The following midrash attempts to account for Saul’s failure to respond to the divine command:
’So do not be overly righteous nor overly wise’ (Ecclesiastes 7:16) – don’t try to be more righteous than your Creator – this refers to Saul, as it written: ‘And Saul came to the city of Amalek’ (1 Samuel 15:5). Rabbi Huna and Rabbi Banaya said: [Before Saul came to the city he equivocated about the divine command to eradicate the Amalekites] and said, ‘the Holy One Blessed be He said: ‘Go and strike down Amalek.’ (Ibid.verse 3) If the men sinned, what was the sin of the women, what was the sin of the children, what was the sin of the cattle, the bulls and the donkeys. A divine voice answered: “Don’t try to be wiser than your Creator.” (adapted from Ecclesiastes Rabbah 7:16)

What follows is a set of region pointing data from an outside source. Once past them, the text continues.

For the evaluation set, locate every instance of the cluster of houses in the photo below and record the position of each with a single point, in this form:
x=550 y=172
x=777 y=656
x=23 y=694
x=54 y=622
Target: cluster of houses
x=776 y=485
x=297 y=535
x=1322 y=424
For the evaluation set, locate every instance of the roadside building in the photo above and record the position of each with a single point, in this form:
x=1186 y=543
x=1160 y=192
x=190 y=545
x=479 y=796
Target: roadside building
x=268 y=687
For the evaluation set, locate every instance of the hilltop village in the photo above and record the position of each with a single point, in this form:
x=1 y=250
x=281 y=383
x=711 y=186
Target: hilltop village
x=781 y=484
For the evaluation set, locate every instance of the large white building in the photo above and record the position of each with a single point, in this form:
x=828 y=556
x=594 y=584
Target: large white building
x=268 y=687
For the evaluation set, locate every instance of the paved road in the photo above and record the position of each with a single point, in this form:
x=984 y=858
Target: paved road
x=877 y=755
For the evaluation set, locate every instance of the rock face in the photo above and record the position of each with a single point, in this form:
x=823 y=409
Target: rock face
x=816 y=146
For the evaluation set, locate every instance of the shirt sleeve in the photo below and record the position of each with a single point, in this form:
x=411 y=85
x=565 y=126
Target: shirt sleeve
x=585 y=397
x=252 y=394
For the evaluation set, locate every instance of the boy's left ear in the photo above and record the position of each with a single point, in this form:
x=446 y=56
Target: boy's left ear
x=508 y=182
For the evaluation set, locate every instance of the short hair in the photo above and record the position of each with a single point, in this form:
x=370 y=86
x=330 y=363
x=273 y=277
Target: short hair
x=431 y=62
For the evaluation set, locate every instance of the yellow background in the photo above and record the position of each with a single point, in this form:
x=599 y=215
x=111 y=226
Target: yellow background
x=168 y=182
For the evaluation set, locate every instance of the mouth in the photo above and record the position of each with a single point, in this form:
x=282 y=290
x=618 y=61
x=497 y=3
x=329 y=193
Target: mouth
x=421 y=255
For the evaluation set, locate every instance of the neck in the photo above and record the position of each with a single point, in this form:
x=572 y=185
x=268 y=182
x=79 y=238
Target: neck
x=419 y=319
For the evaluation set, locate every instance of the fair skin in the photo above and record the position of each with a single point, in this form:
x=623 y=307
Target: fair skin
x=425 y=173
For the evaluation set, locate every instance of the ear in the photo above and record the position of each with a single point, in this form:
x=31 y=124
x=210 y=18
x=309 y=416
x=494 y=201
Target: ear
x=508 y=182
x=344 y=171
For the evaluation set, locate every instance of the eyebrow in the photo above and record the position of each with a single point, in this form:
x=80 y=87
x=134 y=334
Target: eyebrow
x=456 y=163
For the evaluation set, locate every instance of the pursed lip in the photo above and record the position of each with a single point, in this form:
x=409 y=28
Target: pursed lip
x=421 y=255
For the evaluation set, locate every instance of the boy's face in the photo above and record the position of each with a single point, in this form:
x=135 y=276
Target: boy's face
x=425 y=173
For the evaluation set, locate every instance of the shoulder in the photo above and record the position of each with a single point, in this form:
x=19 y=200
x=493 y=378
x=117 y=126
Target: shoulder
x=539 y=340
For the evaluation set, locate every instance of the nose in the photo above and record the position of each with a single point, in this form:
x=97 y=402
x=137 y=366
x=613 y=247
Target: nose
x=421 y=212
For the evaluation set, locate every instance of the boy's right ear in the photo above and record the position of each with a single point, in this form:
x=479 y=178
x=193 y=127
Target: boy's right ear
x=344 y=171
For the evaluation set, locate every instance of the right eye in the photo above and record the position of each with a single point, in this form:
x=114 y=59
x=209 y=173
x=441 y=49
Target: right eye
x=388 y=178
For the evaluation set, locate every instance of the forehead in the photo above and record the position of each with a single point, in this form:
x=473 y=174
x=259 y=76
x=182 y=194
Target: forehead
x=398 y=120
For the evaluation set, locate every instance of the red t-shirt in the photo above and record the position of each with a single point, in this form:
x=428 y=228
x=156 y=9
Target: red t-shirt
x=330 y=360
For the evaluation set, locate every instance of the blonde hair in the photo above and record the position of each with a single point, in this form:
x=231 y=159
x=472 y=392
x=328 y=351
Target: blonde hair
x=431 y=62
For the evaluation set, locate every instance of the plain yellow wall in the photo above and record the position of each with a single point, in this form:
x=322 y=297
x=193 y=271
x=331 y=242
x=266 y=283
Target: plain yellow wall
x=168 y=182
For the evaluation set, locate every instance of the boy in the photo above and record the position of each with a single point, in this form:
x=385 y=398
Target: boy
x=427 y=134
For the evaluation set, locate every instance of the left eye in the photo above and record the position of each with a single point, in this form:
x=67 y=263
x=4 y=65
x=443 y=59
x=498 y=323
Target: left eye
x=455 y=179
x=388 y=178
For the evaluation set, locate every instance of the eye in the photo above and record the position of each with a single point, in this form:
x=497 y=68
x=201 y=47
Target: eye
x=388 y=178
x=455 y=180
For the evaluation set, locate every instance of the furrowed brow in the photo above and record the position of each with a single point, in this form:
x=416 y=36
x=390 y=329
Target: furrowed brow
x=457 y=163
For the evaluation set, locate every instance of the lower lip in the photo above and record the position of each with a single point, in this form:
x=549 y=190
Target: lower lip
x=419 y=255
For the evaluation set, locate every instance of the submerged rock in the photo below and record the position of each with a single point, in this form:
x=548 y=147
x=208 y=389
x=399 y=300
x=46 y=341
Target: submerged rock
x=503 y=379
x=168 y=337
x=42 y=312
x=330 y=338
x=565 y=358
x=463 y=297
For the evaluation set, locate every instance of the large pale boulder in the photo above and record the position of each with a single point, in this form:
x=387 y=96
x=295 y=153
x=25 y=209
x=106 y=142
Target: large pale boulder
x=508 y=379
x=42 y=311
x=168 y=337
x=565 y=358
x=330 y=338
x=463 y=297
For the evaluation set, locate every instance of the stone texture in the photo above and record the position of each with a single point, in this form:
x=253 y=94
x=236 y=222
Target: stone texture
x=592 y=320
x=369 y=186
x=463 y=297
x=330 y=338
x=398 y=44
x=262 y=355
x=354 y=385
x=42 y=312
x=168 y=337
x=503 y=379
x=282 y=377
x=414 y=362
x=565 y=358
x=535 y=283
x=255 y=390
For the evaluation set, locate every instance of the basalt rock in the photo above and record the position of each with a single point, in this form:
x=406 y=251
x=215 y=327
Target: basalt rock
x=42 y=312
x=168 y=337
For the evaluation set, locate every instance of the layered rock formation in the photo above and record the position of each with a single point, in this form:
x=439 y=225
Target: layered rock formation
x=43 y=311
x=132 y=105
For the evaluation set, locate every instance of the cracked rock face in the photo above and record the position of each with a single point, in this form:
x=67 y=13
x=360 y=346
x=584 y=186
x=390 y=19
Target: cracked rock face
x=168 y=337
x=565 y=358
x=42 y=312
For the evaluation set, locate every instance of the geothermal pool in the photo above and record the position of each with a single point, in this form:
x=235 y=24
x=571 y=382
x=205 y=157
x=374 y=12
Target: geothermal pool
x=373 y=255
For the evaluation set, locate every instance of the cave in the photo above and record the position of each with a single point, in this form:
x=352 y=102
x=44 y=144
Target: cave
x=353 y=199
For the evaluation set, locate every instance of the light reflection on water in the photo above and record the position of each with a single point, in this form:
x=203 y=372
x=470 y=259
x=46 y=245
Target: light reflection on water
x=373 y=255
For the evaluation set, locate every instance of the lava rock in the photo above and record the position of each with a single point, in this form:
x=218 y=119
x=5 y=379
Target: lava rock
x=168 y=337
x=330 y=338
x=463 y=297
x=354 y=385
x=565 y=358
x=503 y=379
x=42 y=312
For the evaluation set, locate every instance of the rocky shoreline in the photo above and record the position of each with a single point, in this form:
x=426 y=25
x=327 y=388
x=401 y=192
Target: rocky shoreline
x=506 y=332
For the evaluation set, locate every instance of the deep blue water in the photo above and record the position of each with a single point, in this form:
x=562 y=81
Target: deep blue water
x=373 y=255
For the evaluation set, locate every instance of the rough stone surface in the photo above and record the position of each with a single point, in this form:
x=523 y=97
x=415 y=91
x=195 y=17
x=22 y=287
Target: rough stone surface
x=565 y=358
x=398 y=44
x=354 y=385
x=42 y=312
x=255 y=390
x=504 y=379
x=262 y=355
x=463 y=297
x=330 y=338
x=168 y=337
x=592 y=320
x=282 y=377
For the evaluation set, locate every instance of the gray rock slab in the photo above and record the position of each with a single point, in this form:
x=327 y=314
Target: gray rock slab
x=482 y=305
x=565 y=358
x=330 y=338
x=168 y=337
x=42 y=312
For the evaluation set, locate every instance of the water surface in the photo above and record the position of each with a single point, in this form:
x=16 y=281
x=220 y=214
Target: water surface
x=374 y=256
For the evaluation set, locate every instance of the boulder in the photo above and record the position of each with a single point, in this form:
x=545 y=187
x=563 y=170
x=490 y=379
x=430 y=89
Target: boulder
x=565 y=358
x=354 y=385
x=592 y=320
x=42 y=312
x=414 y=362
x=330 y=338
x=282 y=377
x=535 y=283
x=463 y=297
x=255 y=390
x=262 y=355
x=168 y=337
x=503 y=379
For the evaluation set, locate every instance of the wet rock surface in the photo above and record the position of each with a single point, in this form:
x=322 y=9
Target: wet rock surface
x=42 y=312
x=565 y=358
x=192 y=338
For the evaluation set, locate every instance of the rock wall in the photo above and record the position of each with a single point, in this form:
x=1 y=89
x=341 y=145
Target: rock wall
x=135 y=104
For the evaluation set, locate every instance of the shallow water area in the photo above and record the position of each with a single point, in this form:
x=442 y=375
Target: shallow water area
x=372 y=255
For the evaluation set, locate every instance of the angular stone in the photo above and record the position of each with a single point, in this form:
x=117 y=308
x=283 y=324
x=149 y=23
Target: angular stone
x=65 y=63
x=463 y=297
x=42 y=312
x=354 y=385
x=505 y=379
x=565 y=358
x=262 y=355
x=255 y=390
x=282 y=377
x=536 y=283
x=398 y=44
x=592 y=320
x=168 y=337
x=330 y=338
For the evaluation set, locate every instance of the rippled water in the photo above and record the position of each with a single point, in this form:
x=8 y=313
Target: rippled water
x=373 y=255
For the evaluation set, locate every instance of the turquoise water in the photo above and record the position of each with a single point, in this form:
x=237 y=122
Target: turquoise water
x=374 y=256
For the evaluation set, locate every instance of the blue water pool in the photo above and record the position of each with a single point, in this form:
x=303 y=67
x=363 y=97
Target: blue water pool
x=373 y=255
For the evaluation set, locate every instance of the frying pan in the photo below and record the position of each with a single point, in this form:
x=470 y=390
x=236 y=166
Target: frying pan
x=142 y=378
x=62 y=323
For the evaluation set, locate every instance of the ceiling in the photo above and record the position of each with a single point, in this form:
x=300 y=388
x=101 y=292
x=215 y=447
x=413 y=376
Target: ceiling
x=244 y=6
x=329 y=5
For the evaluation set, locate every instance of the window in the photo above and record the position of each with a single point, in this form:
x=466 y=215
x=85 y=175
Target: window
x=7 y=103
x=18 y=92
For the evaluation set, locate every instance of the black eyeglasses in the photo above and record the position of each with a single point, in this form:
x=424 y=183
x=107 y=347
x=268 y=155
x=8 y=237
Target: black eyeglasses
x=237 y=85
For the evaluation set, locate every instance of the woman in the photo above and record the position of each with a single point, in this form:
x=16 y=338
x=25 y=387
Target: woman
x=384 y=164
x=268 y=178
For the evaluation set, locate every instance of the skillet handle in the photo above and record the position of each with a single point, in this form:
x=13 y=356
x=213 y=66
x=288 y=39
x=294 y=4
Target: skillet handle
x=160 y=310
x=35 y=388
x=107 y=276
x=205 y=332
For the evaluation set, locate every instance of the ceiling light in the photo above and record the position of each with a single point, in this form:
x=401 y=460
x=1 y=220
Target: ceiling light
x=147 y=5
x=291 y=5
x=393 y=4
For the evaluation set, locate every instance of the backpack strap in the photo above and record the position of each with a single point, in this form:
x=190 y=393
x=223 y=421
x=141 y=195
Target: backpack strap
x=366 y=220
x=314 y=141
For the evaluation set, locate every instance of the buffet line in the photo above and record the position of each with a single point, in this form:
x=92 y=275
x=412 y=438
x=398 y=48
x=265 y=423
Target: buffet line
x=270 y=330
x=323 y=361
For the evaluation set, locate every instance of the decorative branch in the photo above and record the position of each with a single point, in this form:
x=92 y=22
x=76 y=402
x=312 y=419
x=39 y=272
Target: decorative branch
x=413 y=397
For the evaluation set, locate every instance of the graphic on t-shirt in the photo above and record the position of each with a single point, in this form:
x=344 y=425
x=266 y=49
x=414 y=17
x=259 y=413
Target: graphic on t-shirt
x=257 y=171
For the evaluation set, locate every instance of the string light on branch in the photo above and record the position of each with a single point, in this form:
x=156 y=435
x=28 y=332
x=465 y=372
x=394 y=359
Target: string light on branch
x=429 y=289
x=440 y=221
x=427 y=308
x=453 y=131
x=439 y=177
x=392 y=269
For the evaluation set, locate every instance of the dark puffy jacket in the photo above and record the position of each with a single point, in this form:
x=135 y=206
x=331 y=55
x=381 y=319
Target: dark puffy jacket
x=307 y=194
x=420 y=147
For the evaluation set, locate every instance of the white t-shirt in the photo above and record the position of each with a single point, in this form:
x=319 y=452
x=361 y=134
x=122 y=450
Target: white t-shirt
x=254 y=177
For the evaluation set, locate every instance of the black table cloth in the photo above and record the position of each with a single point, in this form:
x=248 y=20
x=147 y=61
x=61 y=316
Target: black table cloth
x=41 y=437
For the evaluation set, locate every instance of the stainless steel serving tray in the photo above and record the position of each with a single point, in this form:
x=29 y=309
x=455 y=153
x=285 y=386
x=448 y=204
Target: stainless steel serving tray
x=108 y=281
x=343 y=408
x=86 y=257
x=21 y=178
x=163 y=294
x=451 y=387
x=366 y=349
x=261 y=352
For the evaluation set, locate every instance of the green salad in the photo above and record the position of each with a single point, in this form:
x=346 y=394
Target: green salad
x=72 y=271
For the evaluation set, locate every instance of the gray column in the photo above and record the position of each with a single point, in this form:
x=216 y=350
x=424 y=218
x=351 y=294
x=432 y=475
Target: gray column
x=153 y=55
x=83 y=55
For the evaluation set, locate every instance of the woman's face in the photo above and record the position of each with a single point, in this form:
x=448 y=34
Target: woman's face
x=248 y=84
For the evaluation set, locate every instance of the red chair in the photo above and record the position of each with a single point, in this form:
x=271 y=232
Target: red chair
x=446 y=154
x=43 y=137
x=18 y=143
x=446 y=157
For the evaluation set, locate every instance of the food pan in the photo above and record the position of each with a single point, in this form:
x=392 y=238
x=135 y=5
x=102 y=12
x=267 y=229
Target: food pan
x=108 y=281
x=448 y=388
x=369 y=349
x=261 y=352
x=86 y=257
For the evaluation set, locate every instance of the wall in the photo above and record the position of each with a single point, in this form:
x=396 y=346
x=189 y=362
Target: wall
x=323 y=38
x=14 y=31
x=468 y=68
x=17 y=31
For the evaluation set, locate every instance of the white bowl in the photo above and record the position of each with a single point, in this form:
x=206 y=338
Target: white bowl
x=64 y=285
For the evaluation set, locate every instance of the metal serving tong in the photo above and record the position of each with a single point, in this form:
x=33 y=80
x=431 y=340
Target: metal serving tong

This midrash is evidence of the predicament posed by the Biblical story. The expectation of this midrash is that one should not second guess God’s commands, yet the very fact that this midrash exists indicates that the rabbis found God’s command difficult and the punishment of Saul equally problematic. Abrabanel, the 15th century Spanish exegete and statesman, attempts to reconcile both the difficulty of the divine command and the harsh punishment of Saul. He asserts that the tribe of Amalek was a different kind of enemy than Israel had faced in the past. The tribe of Amalek did not border on Israel nor were the children of Israel a threat to them. Their sole purpose, according to Abrabanel, was to rebel against God by destroying God’s witnesses on earth. This was the justification for God’s command.
Abrabanel, the statesman, compares Saul’s punishment with that of David’s after the sin of Batsheva. He points out that David’s sin, on the face of it, appears to be much more serious than that of Saul. He concludes that Saul’s punishment was not the result of the rather minor infraction of not carrying out God’s command to the letter but rather it was the result of Saul’s following the people’s will rather than leading the people in the fulfillment of God’s will.
Neither of these interpretations ameliorate the difficulty of the dilemma which faced Saul. However those of us who live after September 11 may have a better understanding of the implications of God’s command to Saul.